Member of the Grand National Assembly
- In office 8 July 2018 – 7 April 2023
- Constituency: Ankara (II) (2018)

Personal details
- Born: 3 February 1966 (age 60) Günyüzü, Eskişehir, Turkey
- Spouse: Şükriye Destici
- Children: 3

= Mustafa Destici =

Turkish politician (born 1966)

Mustafa Destici was born in 1966 in Günyüzü, Eskişehir.

He completed his primary and secondary education in Günyüzü and Sivrihisar, and graduated from Ankara Central Imam Hatip High School.

In 1988, he graduated from the Faculty of Theology at Ankara University, and worked as a teacher until 1993.

He completed his master's degree in the History of Philosophy at the Social Sciences Institute of Gazi University.

In the same year, he became a research assistant at the Social Sciences Institute of Gazi University and worked as an academic in the Department of Philosophy at Gazi University until 2000.

In 2000, he joined the Ministry of Agriculture and worked there as an “educator” until 2007.

During this period, he conducted scientific studies on the “Turkish National Education System” and “Food and Agriculture.”

He served as the Founding Deputy Chairman of the Youth Culture and Art Centers and held managerial positions in Bizim Ocak, Nizam-ı Alem Ocakları, and Alperen Ocakları. During this time, he wrote articles for Bizim Ocak, later for Nizam-ı Alem and Alperen magazines, as well as for Gündüz newspaper.

On April 15, 2007, at the 2nd Extraordinary Grand Congress of the Great Unity Party, upon the request of the late Chairman Muhsin Yazıcıoğlu, he resigned from his 17-year civil service career and joined the Great Unity Party. He was elected as a member of the Central Decision and Executive Board and became Deputy Chairman.

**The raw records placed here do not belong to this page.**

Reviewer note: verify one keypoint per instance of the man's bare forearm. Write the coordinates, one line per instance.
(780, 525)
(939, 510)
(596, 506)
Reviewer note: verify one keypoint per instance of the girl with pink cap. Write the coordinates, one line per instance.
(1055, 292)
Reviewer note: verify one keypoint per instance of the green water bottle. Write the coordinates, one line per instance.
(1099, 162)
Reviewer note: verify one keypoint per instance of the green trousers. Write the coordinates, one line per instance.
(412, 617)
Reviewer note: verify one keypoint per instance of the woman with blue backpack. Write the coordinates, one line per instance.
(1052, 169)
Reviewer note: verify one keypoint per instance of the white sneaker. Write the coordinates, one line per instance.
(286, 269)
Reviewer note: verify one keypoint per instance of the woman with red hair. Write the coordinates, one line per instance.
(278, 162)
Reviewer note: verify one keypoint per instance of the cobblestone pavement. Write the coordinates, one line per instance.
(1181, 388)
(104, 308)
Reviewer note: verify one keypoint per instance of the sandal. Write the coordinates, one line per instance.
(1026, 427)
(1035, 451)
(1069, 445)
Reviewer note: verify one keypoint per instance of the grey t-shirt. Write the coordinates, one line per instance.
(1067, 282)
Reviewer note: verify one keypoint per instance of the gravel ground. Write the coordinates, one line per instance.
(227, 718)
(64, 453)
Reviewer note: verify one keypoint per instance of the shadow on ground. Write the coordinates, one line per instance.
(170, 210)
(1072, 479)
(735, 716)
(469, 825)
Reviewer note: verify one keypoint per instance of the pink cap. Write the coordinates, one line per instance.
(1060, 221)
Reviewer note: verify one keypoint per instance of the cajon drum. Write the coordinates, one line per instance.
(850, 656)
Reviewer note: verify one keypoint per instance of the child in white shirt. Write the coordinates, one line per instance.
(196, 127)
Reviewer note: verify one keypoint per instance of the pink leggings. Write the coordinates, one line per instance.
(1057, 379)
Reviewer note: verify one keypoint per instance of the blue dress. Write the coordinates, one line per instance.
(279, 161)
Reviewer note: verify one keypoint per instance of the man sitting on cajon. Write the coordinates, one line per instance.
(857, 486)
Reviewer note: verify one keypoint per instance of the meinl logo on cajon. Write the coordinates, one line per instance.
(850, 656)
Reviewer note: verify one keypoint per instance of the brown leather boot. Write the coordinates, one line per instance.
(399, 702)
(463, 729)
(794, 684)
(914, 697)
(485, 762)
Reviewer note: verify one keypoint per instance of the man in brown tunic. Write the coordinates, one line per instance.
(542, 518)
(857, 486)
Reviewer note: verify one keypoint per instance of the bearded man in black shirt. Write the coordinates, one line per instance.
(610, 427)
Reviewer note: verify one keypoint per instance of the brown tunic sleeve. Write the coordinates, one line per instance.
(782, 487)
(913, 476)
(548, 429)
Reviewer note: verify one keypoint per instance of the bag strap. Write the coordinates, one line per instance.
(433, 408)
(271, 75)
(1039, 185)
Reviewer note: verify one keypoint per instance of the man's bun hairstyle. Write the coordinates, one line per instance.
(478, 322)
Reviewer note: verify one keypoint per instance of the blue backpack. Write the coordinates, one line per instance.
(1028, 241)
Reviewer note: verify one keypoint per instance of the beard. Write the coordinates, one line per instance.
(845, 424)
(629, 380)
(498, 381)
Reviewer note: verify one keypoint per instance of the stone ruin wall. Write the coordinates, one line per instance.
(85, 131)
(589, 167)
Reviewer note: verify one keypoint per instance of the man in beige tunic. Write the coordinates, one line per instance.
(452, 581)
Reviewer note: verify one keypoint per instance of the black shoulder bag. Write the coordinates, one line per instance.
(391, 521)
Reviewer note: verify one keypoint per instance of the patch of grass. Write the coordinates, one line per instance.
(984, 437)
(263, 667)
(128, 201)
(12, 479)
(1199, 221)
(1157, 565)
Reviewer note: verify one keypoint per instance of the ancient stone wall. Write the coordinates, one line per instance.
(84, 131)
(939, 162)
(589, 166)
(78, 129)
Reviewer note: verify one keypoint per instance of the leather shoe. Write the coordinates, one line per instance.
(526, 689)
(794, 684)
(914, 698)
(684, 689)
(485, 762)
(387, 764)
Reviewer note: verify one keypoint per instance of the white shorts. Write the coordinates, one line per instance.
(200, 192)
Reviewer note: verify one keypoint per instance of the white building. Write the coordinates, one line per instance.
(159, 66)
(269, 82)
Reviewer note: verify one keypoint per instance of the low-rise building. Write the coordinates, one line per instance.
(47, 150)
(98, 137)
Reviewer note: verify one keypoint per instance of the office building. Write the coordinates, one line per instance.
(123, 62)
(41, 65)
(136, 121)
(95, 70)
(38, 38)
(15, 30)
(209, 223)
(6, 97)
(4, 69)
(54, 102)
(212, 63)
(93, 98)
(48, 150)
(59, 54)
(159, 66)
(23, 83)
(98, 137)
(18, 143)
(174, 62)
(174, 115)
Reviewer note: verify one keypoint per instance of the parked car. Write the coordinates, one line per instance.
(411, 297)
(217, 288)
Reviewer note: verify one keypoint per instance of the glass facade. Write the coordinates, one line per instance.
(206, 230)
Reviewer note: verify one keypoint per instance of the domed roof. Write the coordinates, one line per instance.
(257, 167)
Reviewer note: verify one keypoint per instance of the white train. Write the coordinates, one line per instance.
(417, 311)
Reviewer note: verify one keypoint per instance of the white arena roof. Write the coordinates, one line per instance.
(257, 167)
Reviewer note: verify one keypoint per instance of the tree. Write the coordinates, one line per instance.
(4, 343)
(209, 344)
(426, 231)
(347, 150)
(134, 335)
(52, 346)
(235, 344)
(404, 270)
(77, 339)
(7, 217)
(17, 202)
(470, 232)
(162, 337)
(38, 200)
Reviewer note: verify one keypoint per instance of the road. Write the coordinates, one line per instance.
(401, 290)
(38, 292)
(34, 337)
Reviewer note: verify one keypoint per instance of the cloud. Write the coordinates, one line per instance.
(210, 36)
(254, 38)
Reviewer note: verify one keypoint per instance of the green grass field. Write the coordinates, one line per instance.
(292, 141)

After the martyrdom of the late leader Muhsin Yazıcıoğlu, he was re-elected as a member of the Central Decision and Executive Board at the Extraordinary Grand Congress held on May 24, 2009, and became the Secretary General of the party.

On July 3, 2011, at the 4th Extraordinary Congress, Mustafa Destici was elected as the Chairman of the Great Unity Party. In the 2018 General Elections, he entered the Parliament as a 27th Term Ankara Member of Parliament and served for five years.